1) gleich gemeinde, eine jüngere nebenform zu diesem, mit deutlicherem -heit für das verblaszte -de (urspr. -ida), erst seit dem 14. jahrh. aufkommend und zwar md. und nd., s. u. a und mênheit, meinheid, daneben meinet mnd. wb. 3, 69, in der letzten form sich mit mênete, mênte, d. h. gemeinde mischend (s. das. 71b, vergl. gegenheit gleich gegend). auch mnl. ghemeenheit Oudem. 2, 477. vergl. übrigens gemeinschaft 2.
a) städtische u. a. gemeinde: mit rade der gemeinheit (wird bestimmt). Lexer nachtr. 191, in der willkür von Heiligenstadt vom jahre 1335; die rad unde die ganze meenheit wart des to rade. mnd. wb., aus Bremen 14. jahrh.; ab (wenn) unsere burger gemeine .. geschuldiget (würden) .. ab (da) die rathmanne alle oder ir ein teil vor die gemeinen burger antworten mogen und die meinhait entreden (vor gericht vertreten). Magd. fragen 213; vulgus, gemeinheid (neben gemeinde, gemeine) Dief. 632c, aus einem md. voc. des 15. jh.;

Arnd Jordan (der bürgermeister) dacht in seinem mut,
der gmeinheit rat wer auch wol gut,
liesz sie zusamen komen ...
Ir möget hören, wie er sprach,
als er vor die gmeinheit trat ...
Die gmeinheit sprach auch wider nu u. s. w.
Soltau hist. volksl. 101 fg.,
Lil. 1, 343 fg.,

in einem Magdeburger liede des 15. jh. nach einer hd. übersetzung des 16. jh. in neuerer zeit: gesetzt, die erste mühle soll jetzt angelegt werden, und es erbietet sich einer aus der gemeinheit unter der bedingung dazu, wenn ihm die gemeinheit das kamm- und wellenholz aus ihrem walde schenken ... wolle ... so wird die gemeinheit ganz natürlicher weise antworten: warum soll denn unser nachbar diesen vortheil haben u. s. w. Möser phant. 2, 285 (nr. 63); liebe und eintracht hielt die einzelnen haushaltungen und die ganze gemeinheit zusammen. Wieland 8, 194; mit der zeit wuchsen diese privilegien der gemeinheiten an.

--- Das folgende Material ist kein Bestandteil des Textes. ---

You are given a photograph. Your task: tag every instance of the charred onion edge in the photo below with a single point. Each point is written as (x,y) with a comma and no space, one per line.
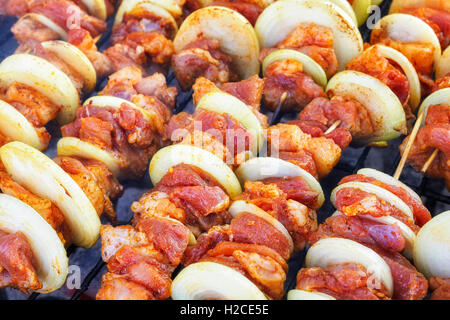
(43,177)
(48,250)
(171,156)
(263,167)
(210,280)
(333,251)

Schiller VII, 31, von den städten der Niederlande; wenigstens scheint mirs, es liesze sich eben so viel zum vortheil einer ästhetischen confession und gemeinheit anführen, als zum nachtheil einer philosophischen. ders. an Göthe 23. juli 1798, zugleich mit gedanken an kirchengemeinde; einige Schweizer kaufleute waren in der gegend geplündert worden ... nun wurden die gemeinheiten, in deren bezirke die schurkerei geschehen war, gezwungen das geld zu ersetzen.

[Bd. 5, Sp. 3256]
Seume spazierg. 399. dazu gemeinheitsmeister bei Frisch 1, 656b in Halle. noch jetzt nd. z. b. in der Altmark gemeinheit neben gemeind, gemein Danneil 63b.
b) auch in weiterem und weitestem sinne, schon in md. vocc. des 15. jh. gemeinheit, universitas, universalitas Dief. 627b (neben gemeinde, gemeine): der grund ... warum an einigen orten ein theil des wehrgeldes der gemeinheit, an andern aber dem könige entrichtet werden muszte. Möser osnabr. gesch. 1, 26, dem gau oder volke (civitati, s. die anm.); in dem orden der kosmopoliten ist dies eine unmöglichkeit, und dies ist, däucht uns, kein geringer vorzug .. vor allen andern gesellschaften, gemeinheiten, innungen, orden und brüderschaften in der welt. Wieland Abderiten 1781 1, 247 (2, 6);

es ist von jeher blut
vergossen worden, schon in alten zeiten,
eh menschliche gesetze noch die friedliche
gemeinheit säuberten.
Schiller XIII, 88, Macbeth 3, 8;

jede gesellschaft, jede gemeinheit müszte sich überzeugen, dasz sie etwas zur belebung der kunst thut, wenn sie ... Göthe 44, 47; hier ist besonders von gemeinheiten die rede, die theils unabhängig theils vom consens der obern abhängig sind. 49; die zöglinge dieser (neuen) erziehung, abgesondert von der schon erwachsenen gemeinheit ... Fichte reden 26 (2. rede); weil der landesvater dir dein recht verweigert hat ... brichst du (Kohlhaas) wie der wolf der wüste in die friedliche gemeinheit, die er beschirmt. H. v. Kleist 3, 46; der krieg, den ich mit der gemeinheit der menschen führe, ist eine missethat, sobald ich aus ihr nicht verstoszen war. 49. vergl. im mnd. wb. 2, 53b von der ganzen gemeinicheit der buren in Norwegen (s. gemeinigkeit).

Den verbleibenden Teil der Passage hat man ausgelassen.